Does it mean that AWS will put more resources on improving spectrum than the traditional Redshift DB engine?

Spectrum is a feature of Redshift so they are one in the same.

Do we need a separate cluster for Spectrum other than Redshift cluster?

Spectrum is a feature of Amazon Redshift. Spectrum is not yet available in all regions - but where it is, Spectrum is already available.

You indicate that Spectrum makes it possible to query the entire data lake. Suppose I have a Redshift cluster only storing financial data, but I now want to query Twitter data in my lake. Would I use Redshift external Spectrum table in this case?

Yes, that is right. This example is a core capability of Amazon Redshift Spectrum. The financial data in Redshift and the Twitter data in your data lake can be in different formats based on your preferences and performance needs. If you want to increase query performance, the data format will matter. Twitter data in Parquet will be faster than CSV.  You can do a join between external and local tables. The Redshift database just sees the external table as another table.

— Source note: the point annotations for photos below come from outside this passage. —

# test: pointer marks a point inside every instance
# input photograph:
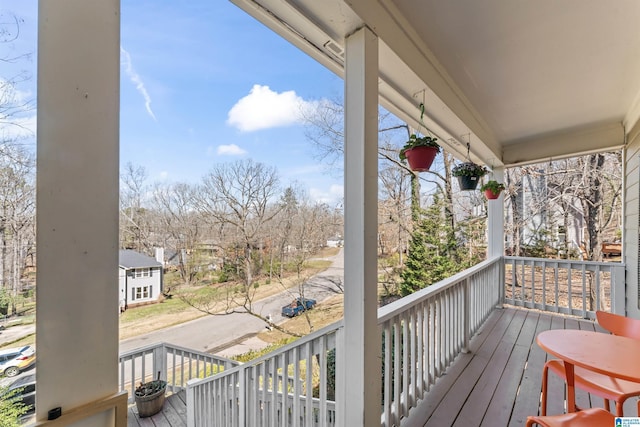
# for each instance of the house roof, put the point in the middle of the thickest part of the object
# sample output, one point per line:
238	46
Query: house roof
520	81
132	259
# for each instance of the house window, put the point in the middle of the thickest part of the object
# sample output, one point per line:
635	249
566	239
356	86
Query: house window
141	292
142	272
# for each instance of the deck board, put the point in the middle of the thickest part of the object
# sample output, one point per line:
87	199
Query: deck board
499	382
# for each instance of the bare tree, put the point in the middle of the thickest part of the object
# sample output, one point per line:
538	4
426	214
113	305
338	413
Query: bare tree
178	218
238	195
134	221
17	220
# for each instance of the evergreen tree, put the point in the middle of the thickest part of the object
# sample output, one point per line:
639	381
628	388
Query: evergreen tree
434	252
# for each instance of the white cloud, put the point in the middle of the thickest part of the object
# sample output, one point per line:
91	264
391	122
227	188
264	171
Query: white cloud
264	109
331	197
135	79
230	150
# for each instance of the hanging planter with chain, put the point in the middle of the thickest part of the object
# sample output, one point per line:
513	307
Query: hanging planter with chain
468	173
420	151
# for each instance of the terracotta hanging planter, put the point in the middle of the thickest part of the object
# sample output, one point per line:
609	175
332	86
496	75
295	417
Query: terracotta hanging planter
421	158
469	175
492	189
468	183
420	152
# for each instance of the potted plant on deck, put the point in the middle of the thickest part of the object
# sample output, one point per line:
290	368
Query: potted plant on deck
420	152
150	397
468	174
492	189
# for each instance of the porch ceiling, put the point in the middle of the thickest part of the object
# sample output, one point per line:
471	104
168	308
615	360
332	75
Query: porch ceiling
522	81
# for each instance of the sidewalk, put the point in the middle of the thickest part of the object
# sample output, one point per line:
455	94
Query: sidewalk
14	333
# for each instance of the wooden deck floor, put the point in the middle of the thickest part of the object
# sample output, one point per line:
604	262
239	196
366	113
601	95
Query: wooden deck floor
496	384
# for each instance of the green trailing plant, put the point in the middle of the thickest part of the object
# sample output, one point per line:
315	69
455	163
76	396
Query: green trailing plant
495	186
11	407
418	141
469	169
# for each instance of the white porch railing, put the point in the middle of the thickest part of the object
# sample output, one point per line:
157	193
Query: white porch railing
289	387
425	331
176	365
577	288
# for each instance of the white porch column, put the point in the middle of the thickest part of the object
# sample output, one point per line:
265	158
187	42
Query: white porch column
361	355
77	201
495	220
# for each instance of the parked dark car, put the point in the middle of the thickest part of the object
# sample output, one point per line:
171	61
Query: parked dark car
297	306
15	360
26	391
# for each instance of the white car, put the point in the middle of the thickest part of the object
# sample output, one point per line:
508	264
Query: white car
14	360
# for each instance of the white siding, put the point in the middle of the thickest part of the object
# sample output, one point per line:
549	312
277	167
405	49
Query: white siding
632	218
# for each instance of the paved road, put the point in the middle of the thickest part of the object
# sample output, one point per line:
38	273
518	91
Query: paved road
211	333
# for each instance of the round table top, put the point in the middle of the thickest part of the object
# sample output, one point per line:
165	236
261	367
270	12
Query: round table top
606	354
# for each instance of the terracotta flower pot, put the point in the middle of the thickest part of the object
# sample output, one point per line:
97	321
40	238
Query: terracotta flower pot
468	182
491	195
421	158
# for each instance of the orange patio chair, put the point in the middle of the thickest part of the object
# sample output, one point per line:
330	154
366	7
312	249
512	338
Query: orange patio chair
591	417
601	385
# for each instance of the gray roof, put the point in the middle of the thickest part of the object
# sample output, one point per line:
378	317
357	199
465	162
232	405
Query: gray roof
133	259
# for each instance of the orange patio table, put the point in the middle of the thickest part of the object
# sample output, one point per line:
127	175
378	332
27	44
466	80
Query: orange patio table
606	354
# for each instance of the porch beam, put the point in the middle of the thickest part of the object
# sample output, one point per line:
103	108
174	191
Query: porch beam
77	199
361	344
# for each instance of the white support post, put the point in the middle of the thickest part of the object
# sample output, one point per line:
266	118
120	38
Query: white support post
495	230
467	315
77	199
495	220
362	347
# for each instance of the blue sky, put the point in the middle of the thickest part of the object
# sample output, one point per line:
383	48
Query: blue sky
202	82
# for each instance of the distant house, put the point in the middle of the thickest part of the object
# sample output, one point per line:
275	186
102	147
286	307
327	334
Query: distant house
140	279
335	242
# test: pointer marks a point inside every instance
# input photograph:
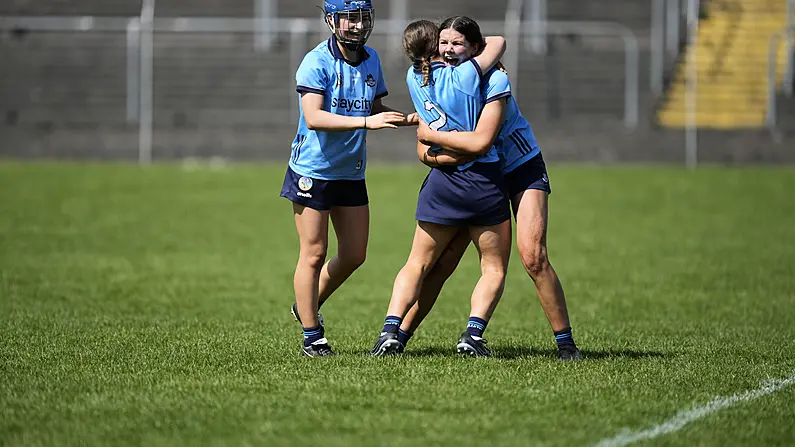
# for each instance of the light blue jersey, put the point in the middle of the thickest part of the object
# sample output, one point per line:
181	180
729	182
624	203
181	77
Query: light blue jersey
515	143
347	90
452	101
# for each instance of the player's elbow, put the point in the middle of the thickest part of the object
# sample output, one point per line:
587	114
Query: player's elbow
312	120
311	124
481	146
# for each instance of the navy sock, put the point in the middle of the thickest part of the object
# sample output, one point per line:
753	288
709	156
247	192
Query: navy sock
564	337
404	337
313	334
392	324
476	326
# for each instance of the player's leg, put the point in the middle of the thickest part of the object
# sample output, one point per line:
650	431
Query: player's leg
531	208
352	227
494	246
432	284
312	226
430	240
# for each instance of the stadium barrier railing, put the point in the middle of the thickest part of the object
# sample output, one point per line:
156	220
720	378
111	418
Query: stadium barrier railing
140	32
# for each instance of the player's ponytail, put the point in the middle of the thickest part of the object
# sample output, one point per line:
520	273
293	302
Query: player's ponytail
467	27
425	67
421	43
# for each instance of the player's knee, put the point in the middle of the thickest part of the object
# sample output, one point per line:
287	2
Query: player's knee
535	261
445	266
313	257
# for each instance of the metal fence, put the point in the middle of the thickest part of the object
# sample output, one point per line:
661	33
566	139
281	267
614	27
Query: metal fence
202	84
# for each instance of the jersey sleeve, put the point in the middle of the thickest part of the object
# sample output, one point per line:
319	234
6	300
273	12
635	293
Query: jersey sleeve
467	77
496	86
312	75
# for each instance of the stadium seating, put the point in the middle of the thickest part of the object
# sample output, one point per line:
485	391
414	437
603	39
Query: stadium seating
215	94
732	60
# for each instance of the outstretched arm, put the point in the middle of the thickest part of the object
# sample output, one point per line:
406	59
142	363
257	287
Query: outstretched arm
378	107
491	53
477	142
318	119
443	158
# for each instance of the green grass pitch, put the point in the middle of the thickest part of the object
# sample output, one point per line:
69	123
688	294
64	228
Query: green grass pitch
151	307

Does Spectrum consume a large part of the existing Redshift resource?

The actual execution of the query is external to Redshift cluster with external tables (data on S3). In that scenario, Spectrum processes the query. At query execution time, Amazon computes the amount of resources and can dynamically scale the compute.

Does populating and organising S3 have to be down outside of Redshift?

S3 is an object store not a database. Furthermore the Spectrum layer is read-only and therefore doesn’t physically load anywhere. As the data changes on S3 the data outputs also change. Within the Apache ecosystems, best practice would be to update or add partitions. These best practices should be equally applied to Spectrum layer to update it.

Redshift support streaming data?

Kinesis Firehose can land data in S3 or Redshift depending on your use cases and needs. There is more information on Amazon Kinesis Analytics. If someone has a smaller Redshift cluster and another has a bigger - how does Spectrum differentiate the compute? The two are independent. You can query an exabyte through Spectrum and would be independent form size of Redshift. If you wanted to materialise this to a table in Redshift then size would matter. There are a number of factors that push down onto that spectrum would consider, including predicates, partition pruning, and aggregations.